Ultimately, I felt like my stuff started owning me, instead of the other way around.

When I realized that, letting go didn’t seem so difficult. After I did it, I felt much lighter.

I felt…free.

The Story of Play Doh

In the movie How Do You Know, there’s a scene in which the guy buys the girl a tub of Play Doh. He tells her the story of Play Doh (how it was a failure as a wallpaper cleaner, but then was successfully re-marketed as a children’s toy) and says, “We are all just one small adjustment from making our lives work.”

And though the movie itself isn’t necessarily that profound, that one line has stuck with me since I first heard it. That one line speaks volumes, and it applies to much more than romantic relationships. It really seems to me like a commentary on perspective.

Sometimes our perspective is the biggest thing stopping us from seeing all the good that surrounds us, and using that vision as a springboard to greater success. Being attached to only one perspective is extremely limiting.

There’s a story I once read in which a man walks down a village street. Persons on one side of the street comment on his striking red hat, while those on the other side argue that his hat is blue. Each faction insists on the correct-ness of its interpretation. It’s only when the man turns around and walks back the other way that it becomes clear the hat is half red, half blue.

In a similar story, several people wearing blindfolds each try to explain what an elephant looks like. One describes the trunk, while the other describes the tail. An argument ensues over what type of creature the elephant really is, and who is more correct.

Of course, what these stories are meant to illustrate is the idea that perspective is limited, and that the same object (the same situation or challenge) looks very different when we approach it in a new way. Also, that we make fools of ourselves when we argue right-ness of our own viewpoints or wrong-ness of another’s perspective.

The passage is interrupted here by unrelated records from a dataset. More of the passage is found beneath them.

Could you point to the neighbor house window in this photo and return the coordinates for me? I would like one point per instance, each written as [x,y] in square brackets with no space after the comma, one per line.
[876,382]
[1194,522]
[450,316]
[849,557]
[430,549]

All this is to say that relinquishing attachment to our perspectives, to our stories, is an important step toward building better relationships and creating success. Sometimes it means crossing the street to see challenges or situations in our lives from another angle. Other times it means taking off the blindfold to see the big picture.

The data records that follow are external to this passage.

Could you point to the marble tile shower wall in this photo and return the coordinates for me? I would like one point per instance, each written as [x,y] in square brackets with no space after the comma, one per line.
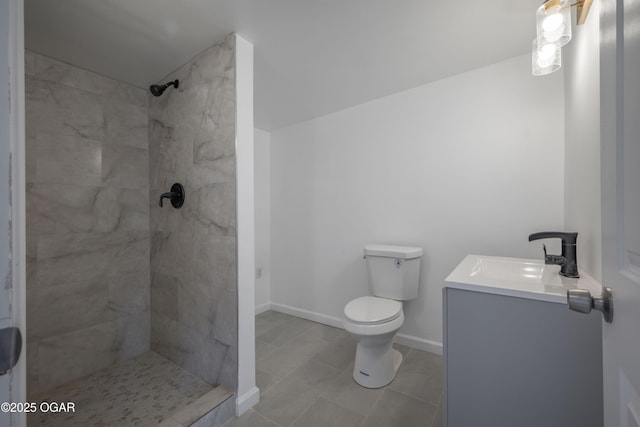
[193,249]
[88,277]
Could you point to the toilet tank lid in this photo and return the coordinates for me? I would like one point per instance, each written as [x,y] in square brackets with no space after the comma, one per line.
[392,251]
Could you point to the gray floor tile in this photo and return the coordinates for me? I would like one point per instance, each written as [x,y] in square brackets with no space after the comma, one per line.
[265,380]
[420,375]
[291,355]
[264,348]
[324,413]
[344,391]
[288,399]
[397,409]
[250,419]
[339,353]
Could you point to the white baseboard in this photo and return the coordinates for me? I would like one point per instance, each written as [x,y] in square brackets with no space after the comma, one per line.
[309,315]
[419,343]
[262,308]
[408,340]
[247,400]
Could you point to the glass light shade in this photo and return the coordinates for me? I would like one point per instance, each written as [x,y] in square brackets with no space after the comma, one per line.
[545,58]
[553,22]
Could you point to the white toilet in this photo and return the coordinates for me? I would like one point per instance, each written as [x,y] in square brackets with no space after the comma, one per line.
[394,275]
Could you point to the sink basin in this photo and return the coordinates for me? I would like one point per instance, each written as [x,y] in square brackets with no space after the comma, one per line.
[518,277]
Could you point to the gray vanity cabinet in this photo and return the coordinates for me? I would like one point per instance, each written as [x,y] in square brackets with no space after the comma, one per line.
[519,362]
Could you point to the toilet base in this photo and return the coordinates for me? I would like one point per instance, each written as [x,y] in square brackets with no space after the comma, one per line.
[376,363]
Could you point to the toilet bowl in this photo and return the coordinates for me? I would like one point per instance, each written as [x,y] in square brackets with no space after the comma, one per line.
[374,322]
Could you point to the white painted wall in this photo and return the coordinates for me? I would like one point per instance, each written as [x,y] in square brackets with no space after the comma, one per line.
[262,177]
[581,62]
[469,164]
[12,199]
[248,394]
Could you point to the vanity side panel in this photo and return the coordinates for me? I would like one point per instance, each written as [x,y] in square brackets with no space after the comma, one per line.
[513,361]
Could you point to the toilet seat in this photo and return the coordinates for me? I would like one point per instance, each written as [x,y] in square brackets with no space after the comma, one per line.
[370,310]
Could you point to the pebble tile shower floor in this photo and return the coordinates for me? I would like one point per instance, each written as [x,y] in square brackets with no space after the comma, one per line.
[139,392]
[304,370]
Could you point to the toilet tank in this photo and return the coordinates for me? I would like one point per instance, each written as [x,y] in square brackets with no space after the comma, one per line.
[394,271]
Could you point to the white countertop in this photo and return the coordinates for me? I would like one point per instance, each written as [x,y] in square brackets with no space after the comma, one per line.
[517,277]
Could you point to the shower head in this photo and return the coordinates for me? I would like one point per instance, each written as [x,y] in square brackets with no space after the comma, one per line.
[157,90]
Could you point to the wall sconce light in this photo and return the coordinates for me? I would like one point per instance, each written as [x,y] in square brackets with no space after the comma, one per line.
[553,30]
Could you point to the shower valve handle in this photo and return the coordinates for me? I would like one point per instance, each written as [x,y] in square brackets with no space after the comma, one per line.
[176,195]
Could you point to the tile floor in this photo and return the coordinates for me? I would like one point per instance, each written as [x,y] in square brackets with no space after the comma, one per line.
[139,392]
[304,374]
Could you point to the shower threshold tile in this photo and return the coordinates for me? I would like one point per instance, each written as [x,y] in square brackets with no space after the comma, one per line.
[139,392]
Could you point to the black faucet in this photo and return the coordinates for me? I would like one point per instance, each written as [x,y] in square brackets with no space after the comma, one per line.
[567,260]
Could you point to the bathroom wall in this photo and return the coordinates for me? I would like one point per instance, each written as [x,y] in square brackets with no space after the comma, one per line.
[581,62]
[87,222]
[194,249]
[262,170]
[469,164]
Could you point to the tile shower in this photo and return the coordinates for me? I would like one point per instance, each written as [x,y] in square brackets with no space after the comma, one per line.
[111,275]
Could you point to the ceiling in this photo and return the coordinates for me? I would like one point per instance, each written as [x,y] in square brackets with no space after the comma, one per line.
[312,57]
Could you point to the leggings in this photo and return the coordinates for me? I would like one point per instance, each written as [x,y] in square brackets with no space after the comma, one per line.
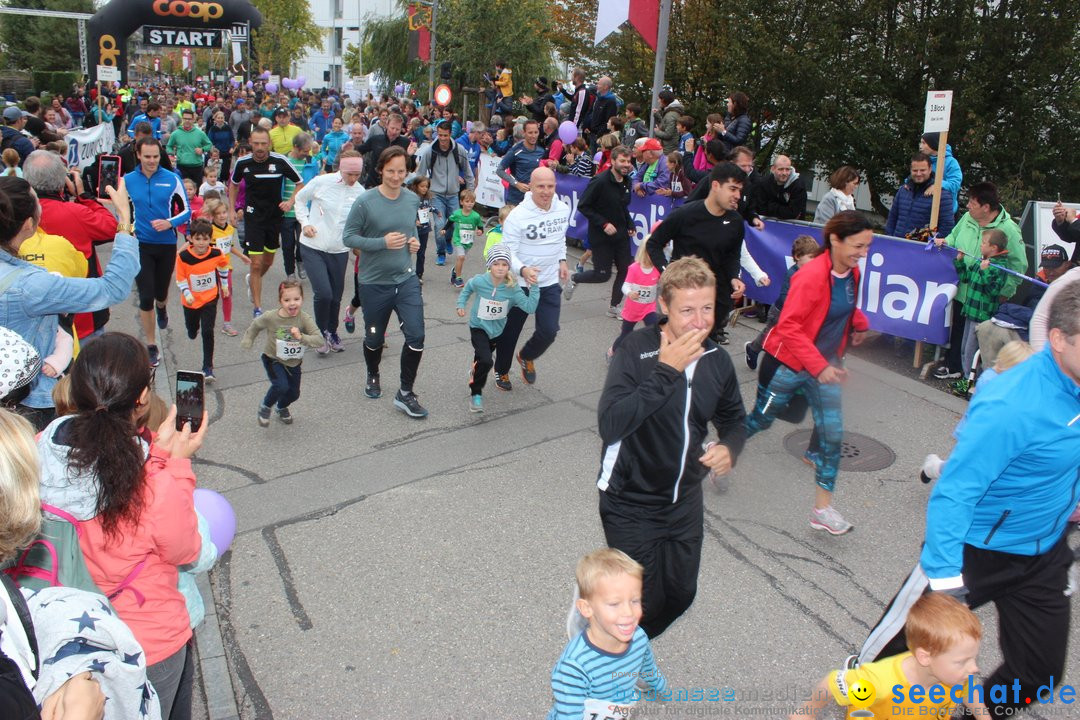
[824,402]
[326,273]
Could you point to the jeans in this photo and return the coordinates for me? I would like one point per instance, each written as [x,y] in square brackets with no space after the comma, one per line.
[202,318]
[284,383]
[824,402]
[378,302]
[547,328]
[289,243]
[326,274]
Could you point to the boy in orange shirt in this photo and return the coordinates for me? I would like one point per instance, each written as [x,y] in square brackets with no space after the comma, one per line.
[199,266]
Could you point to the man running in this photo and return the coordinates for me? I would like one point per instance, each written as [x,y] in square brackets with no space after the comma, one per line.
[262,173]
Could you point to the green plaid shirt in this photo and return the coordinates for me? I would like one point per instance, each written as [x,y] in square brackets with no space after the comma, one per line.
[984,287]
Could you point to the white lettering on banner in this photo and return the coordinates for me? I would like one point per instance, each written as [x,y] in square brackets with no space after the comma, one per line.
[85,144]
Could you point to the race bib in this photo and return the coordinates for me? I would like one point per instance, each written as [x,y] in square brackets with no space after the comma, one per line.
[647,294]
[604,709]
[202,283]
[491,309]
[289,350]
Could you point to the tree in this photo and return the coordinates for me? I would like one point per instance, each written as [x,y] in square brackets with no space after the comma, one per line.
[42,43]
[286,32]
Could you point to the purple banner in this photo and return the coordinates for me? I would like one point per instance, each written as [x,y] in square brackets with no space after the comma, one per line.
[904,290]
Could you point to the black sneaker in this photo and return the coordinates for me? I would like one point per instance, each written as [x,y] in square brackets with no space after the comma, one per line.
[374,389]
[751,356]
[528,369]
[408,404]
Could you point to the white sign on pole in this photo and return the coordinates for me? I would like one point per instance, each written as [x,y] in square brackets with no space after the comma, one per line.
[939,109]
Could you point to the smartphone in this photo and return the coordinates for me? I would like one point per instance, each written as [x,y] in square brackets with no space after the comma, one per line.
[190,399]
[108,173]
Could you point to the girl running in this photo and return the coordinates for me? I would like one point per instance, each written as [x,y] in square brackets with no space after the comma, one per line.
[640,291]
[289,333]
[225,240]
[497,291]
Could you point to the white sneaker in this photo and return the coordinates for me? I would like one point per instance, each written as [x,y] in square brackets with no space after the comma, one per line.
[829,520]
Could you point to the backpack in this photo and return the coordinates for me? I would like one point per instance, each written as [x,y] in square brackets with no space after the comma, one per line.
[54,558]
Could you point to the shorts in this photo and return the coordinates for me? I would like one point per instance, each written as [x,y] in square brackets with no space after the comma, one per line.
[261,236]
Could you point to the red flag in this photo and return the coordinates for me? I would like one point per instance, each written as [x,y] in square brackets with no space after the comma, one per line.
[645,16]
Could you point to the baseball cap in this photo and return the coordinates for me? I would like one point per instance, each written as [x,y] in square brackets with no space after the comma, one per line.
[1052,257]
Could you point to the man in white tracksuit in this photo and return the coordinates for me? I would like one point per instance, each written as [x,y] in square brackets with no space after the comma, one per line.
[535,232]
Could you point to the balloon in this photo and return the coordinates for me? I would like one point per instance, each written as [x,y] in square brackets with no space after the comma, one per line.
[567,132]
[219,516]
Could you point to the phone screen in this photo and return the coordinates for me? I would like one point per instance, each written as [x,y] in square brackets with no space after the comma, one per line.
[189,399]
[108,174]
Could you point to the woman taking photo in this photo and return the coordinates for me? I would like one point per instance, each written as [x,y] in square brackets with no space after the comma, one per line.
[132,492]
[31,298]
[809,341]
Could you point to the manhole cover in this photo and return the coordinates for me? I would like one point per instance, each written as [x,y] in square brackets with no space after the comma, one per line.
[859,453]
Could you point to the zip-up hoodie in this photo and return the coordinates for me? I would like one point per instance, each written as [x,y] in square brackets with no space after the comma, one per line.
[166,537]
[1014,476]
[153,199]
[537,238]
[653,420]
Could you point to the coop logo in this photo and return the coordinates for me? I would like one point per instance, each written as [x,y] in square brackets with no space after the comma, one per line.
[206,11]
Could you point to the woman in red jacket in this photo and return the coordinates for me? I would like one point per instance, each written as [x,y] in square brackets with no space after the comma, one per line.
[809,341]
[132,492]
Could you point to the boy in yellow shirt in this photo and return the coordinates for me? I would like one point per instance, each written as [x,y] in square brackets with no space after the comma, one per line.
[928,681]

It’s worth asking ourselves where many of our deeply held opinions, viewpoints, and beliefs originated, because we may find that the source is a limited perspective. Now, this doesn’t mean abandoning all of our beliefs and principles, but rather approaching them with a greater understanding of where they come from. And, it gives us the opportunity to examine which of those beliefs are working for us, and which others might require some fine-tuning.